Exploring K-Dense Graphs Within Graph Theoretical Analysis
Arts and Sciences
Due to the increasing implementation and discovery of networks within all disciplines of life, the study of connectivity, specifically sub-graphs within these larger networks, has become increasingly important. Network theory has been helpful in cancer research, finding an efficient business model, and developing comprehensive security measures. Motivated by the idea of community (or sub-graph) detection within complex networks, we focused on finding characterizations of k-dense communities. We present some initial results about the equivalency between k-clique, k-dense, and k-core sub-graphs when the number of vertices equals the k value. Success by others in characterizing k-cliques and k-core led us to examine patterns in k-dense. We show several graphic progressions and tables which suggest potential formulas, and possible generalization to a minimum edge construction for any k-dense graph.
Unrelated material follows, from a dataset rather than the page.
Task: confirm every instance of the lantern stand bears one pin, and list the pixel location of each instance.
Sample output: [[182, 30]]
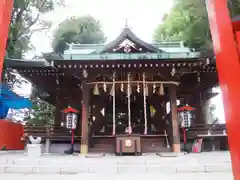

Continuing this research has implications for being able to better understand and distinguish the k-dense sub-graphs, which in turn would help in the study of the connectivity and characterizations of the larger graph/network in the real world.
Prahlow, Samuel P.; Gera, Ralucca; Escuadro, Henry; Eroh, Linda; and Winters, Steven, "Exploring K-Dense Graphs Within Graph Theoretical Analysis" (2014). Symposium on Undergraduate Research and Creative Expression (SOURCE). 393.